KCK Genel Başkanlık Konseyi, Kürt Halk Önderi Abdullah Öcalan’a yönelik 9 Ekim Komplosu’nun yıl dönümü vesilesiyle yazılı açıklama yaptı.
KCK “Önder Apo şahsında, Kürt halkına ve Varlık mücadelesine karşı geliştirilmiş olan uluslararası komplonun üzerinden tam yirmi dört yıl geçmiş bulunuyor. Yirmi dört yılını geride bırakan 9 Ekim uluslararası komplosunu, bir kez daha bütün kinimiz ve nefretimizle kınıyor ve lanetliyoruz. Kürt halkına ve Varlık mücadelesine karşı geliştirilmekte olan hiçbir komplocu yaklaşıma, asla boyun eğmeyeceğimizi belirtiyoruz.
9 Ekim uluslararası komplosunu protesto etmek, boşa çıkarmak ve kirli hedeflerine ulaşmasını engellemek amacıyla, kendini Önder Apo etrafında, “Güneşimizi Karartamazsınız” şiarı ile ateşten kalkan haline getiren Kahraman Şehitlerimizi; Halit Oral, Selamet Menteş ve Aynur Artan yoldaşlar şahsında bir kez daha anıyor, anıları önünde saygı ve minnetle eğiliyoruz” dedi.

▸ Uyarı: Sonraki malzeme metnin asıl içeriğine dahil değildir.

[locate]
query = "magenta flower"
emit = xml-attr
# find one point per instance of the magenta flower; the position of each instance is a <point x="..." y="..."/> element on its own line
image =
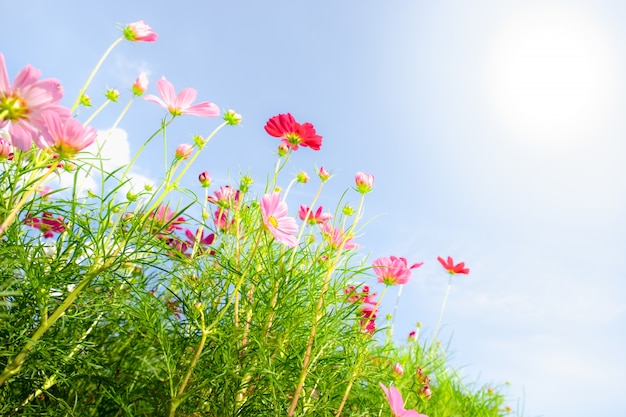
<point x="393" y="270"/>
<point x="47" y="224"/>
<point x="23" y="104"/>
<point x="6" y="150"/>
<point x="181" y="103"/>
<point x="275" y="219"/>
<point x="221" y="219"/>
<point x="225" y="197"/>
<point x="140" y="85"/>
<point x="369" y="313"/>
<point x="336" y="238"/>
<point x="293" y="134"/>
<point x="316" y="217"/>
<point x="451" y="267"/>
<point x="323" y="174"/>
<point x="139" y="32"/>
<point x="205" y="179"/>
<point x="163" y="221"/>
<point x="67" y="136"/>
<point x="397" y="403"/>
<point x="364" y="182"/>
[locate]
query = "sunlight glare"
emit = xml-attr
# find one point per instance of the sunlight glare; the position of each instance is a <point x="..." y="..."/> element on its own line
<point x="551" y="75"/>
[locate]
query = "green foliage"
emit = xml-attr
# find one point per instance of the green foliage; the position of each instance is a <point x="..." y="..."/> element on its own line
<point x="130" y="309"/>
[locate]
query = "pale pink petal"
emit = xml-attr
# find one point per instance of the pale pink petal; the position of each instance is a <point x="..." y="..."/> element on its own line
<point x="185" y="98"/>
<point x="204" y="109"/>
<point x="156" y="100"/>
<point x="166" y="91"/>
<point x="5" y="84"/>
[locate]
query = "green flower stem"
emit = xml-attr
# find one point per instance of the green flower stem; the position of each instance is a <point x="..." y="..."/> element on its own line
<point x="395" y="312"/>
<point x="318" y="314"/>
<point x="13" y="367"/>
<point x="291" y="260"/>
<point x="32" y="190"/>
<point x="176" y="401"/>
<point x="51" y="380"/>
<point x="95" y="113"/>
<point x="443" y="307"/>
<point x="195" y="156"/>
<point x="93" y="73"/>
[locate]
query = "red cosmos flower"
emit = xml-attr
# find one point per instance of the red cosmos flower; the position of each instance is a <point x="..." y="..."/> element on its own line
<point x="451" y="267"/>
<point x="292" y="133"/>
<point x="47" y="224"/>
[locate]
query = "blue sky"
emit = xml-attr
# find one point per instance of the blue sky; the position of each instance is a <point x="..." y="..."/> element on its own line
<point x="493" y="130"/>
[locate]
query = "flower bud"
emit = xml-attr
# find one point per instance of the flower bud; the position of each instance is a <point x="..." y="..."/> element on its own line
<point x="347" y="210"/>
<point x="398" y="369"/>
<point x="426" y="392"/>
<point x="205" y="179"/>
<point x="141" y="84"/>
<point x="130" y="196"/>
<point x="323" y="174"/>
<point x="112" y="94"/>
<point x="283" y="149"/>
<point x="231" y="117"/>
<point x="364" y="182"/>
<point x="184" y="151"/>
<point x="85" y="100"/>
<point x="5" y="148"/>
<point x="199" y="141"/>
<point x="302" y="177"/>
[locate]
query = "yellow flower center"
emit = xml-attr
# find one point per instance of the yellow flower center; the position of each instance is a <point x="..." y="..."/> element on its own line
<point x="13" y="108"/>
<point x="272" y="220"/>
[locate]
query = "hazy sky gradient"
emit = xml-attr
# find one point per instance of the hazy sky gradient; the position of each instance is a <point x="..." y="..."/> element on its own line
<point x="494" y="131"/>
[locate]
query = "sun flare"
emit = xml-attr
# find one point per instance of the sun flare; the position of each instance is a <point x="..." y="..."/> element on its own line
<point x="551" y="75"/>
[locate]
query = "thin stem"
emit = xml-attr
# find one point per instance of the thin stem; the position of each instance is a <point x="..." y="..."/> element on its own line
<point x="93" y="73"/>
<point x="95" y="113"/>
<point x="192" y="366"/>
<point x="13" y="367"/>
<point x="443" y="307"/>
<point x="395" y="311"/>
<point x="318" y="314"/>
<point x="18" y="206"/>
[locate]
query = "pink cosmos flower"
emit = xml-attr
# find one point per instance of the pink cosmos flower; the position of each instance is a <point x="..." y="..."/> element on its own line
<point x="163" y="221"/>
<point x="23" y="104"/>
<point x="139" y="32"/>
<point x="68" y="136"/>
<point x="451" y="267"/>
<point x="398" y="369"/>
<point x="336" y="237"/>
<point x="293" y="134"/>
<point x="225" y="197"/>
<point x="397" y="403"/>
<point x="368" y="318"/>
<point x="47" y="224"/>
<point x="313" y="217"/>
<point x="221" y="219"/>
<point x="364" y="182"/>
<point x="6" y="150"/>
<point x="393" y="270"/>
<point x="140" y="85"/>
<point x="205" y="179"/>
<point x="181" y="103"/>
<point x="323" y="174"/>
<point x="275" y="219"/>
<point x="364" y="297"/>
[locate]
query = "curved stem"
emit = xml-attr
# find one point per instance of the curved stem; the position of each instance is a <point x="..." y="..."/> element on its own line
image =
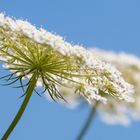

MUTLAK TECRİT SİSTEMİ VE İŞKENCESİNE DİRENEN ÖNDER APO’YU SELAMLIYORUZ
KCK Genel Başkanlık Konseyi açıklamasında şunlar belirtildi:
“Uluslararası komplonun üzerinden geçen 24 yıl boyunca, İmralı esaret koşullarına ve mutlak tecrit sistemine ve işkencesine karşı yüksek bir irade gücü ve olağanüstü düşünsel bir üretkenlik ile direnen Önder Apo’yu selamlıyoruz.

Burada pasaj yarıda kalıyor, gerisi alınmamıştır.